Traditionally, when we think about security and protecting ourselves, we think in terms of armor or walls. Increasingly, I find myself looking to medicine and thinking about viruses, antibodies. . . . What I spend a lot of time worrying about are things like pandemics. You can’t build walls to prevent the next airborne lethal flu from landing on our shores. Instead, what we need to be able to do is set up systems to create public health systems in all parts of the world, click triggers that tell us when we see something emerging, and make sure we’ve got quick protocols and systems that allow us to make vaccines a lot smarter.

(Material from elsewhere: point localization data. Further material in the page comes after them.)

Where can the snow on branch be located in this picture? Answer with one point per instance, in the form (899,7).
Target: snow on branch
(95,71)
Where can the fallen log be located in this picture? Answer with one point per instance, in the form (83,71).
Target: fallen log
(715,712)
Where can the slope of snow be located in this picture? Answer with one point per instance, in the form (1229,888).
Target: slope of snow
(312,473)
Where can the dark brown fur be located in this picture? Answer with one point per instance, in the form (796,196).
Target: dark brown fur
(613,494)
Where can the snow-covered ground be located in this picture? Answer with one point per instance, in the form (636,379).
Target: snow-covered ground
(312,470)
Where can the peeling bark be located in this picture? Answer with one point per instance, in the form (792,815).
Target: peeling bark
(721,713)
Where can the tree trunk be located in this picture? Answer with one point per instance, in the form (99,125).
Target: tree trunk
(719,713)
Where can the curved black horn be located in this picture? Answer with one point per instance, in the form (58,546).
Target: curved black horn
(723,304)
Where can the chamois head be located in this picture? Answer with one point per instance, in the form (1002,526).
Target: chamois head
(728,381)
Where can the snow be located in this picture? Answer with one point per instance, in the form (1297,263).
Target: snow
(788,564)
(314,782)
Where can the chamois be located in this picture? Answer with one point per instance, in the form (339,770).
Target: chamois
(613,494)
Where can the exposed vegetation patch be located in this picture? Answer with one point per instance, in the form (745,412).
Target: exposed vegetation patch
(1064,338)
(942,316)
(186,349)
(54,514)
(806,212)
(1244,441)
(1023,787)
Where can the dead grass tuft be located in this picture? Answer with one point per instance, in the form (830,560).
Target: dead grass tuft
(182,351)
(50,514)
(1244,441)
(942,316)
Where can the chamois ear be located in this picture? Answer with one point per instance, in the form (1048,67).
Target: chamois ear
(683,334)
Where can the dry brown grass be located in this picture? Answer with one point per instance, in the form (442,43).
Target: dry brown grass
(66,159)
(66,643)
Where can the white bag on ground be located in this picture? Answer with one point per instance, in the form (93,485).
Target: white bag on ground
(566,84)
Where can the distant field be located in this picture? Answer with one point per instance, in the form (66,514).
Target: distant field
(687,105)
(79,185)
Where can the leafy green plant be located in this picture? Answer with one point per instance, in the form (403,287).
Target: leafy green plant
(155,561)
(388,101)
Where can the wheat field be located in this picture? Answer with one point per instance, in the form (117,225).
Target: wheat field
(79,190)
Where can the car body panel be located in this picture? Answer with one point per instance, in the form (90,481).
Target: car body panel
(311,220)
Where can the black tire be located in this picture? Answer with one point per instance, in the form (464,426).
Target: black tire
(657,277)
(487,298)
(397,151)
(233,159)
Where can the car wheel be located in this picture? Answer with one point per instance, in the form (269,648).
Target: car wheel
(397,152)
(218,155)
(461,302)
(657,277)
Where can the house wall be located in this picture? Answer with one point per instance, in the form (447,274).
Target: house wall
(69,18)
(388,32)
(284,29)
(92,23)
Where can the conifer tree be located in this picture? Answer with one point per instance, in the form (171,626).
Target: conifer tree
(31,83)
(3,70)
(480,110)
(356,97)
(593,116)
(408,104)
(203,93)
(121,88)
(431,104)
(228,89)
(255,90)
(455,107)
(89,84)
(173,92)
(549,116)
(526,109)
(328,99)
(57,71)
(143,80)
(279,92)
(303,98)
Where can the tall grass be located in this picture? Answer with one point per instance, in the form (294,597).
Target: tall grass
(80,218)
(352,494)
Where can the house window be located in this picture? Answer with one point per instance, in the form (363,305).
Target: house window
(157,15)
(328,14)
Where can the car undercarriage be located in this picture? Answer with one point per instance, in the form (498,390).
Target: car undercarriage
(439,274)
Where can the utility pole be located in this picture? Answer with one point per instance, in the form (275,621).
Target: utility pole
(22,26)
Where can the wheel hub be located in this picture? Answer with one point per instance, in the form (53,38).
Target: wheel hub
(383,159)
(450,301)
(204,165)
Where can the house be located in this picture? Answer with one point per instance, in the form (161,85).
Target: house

This metaphor lines up with mantras that many security experts have been repeating for a long time: Do everything you can to avoid a breach — but know they are basically inevitable, and be prepared to detect and fight back when they happen. Detect problems as soon as you can, and share the intel so other people can fend off the same sort of attack.
The medical comparison works when you put it in the context of a single person’s immune system and institutional responses to outbreaks; definitely get the vaccine — but know that vaccines sometimes fail, and your immune system can't always fight off everything, so have treatments available; detect outbreaks early so you can treat them, and coordinate to research vaccines to stop the disease from spreading.
However, some experts say that line of thinking isn't a perfect fit.
“The health-care model is always dangerous, because it leaves you passive and reactive,” said James Lewis, a senior fellow focused on cybersecurity at the Center for Strategic and International Studies.
Diseases are a natural phenomenon, but cyberattacks aren’t, he added. “Your opponents are actual people who are nimble and can change tactics to respond to defensive measures much faster than the flu,” Lewis said.